Shane Meadows film makes surprising debut

Short evolved into 70 minute 'Somers Town'

A new Shane Meadows film would normally be something of an event in Blighty film circles, which makes the largely unheralded debut in the Berlin fest's Generations sidebar of his latest effort, the 70 minute "Somers Town," all the more surprising.

That's because the pic, which reunites Meadows with precocious tyke thesp Thomas Turgoose ("This Is England"), was never supposed to be a feature in the first place.

The project was initially conceived as a 20-minute short to mark the move of Eurostar, the cross channel train service that links London to Paris and Brussels, from Kings Cross station to its new home at St. Pancras.

Eurostar fully financed the project with a budget just shy of $1 million, with U.K. shingle Tomboy Films ("Dead Man's Shoes") handling producing duties.

The 26-page script by longtime Meadows collaborator Paul Fraser ("A Room for Romeo Brass," "Dead Man's Shoes") soon mushroomed, however, as Meadows kept shooting. The result has given Tomboy and Eurostar execs an unexpected, if welcome, headache.

"We don't know exactly what to do with it," said Tomboy's Barnaby Spurrier. "We were delighted and surprised it was selected by Berlin. This has grown in a genuinely organic way. Shane just kept shooting and shooting."
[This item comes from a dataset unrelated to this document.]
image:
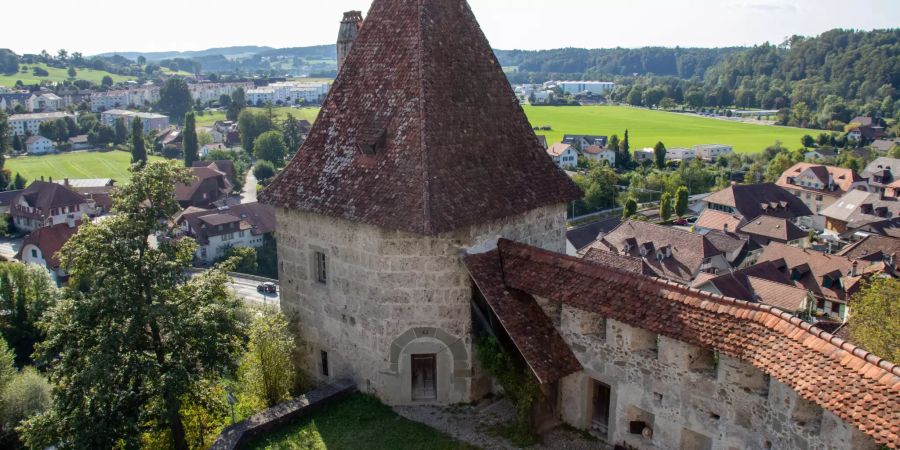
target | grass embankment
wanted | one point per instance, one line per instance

With an initial 10-day shooting schedule -- which was extended by one day -- and shot on 16 mm in black and white, "Somers Town" follows Turgoose's character as a young runaway who befriends a young Polish boy in the north London area of Somers Town. Kate Dickie ("Red Road") also stars, with an all-new score commissioned by Meadows, who had total creative freedom on the project. The first footage Eurostar execs saw was when Meadows presented them with a 90-minute first cut.

"We first had the idea to make a 12-minute short two years ago," said Eurostar marketing director Gary Nugent. "We didn't want an advert. We were after something cultural. Adverts come and go, but films last forever. We didn't do this as a big commercial driver. Our only ambition is to get as many people to see it as possible."

U.K.-based sales agent the Works Intl. are handling worldwide sales for the project, which was only finished days before the Berlinale kicked off. The last-minute addition isn't even mentioned on the sales company's EFM slate.

"It popped out of nowhere. It was literally a case of it being finished at four in the morning last week and someone jumping on a plane to bring it to Berlin," said a Works exec. "There's been a lot interest from buyers."

In addition to traditional distrib sales, the pic is likely to enjoy an innovative multiplatform release strategy. Execs are toying with the idea of a day-and-date release "on everything," said Nugent, while Eurostar execs are also looking into the idea of turning St. Pancras, normally bustling with thousands of travelers, into a cinema for the night for a special screening.

With the buzz around the project quickly rising, Spurrier is already having to manage expectations, which didn't even exist a week ago. "This is not the next Shane Meadows feature film," he told Variety.

That film will likely be "The King of Gypsies," about a bare-knuckled fighter from England's Midlands.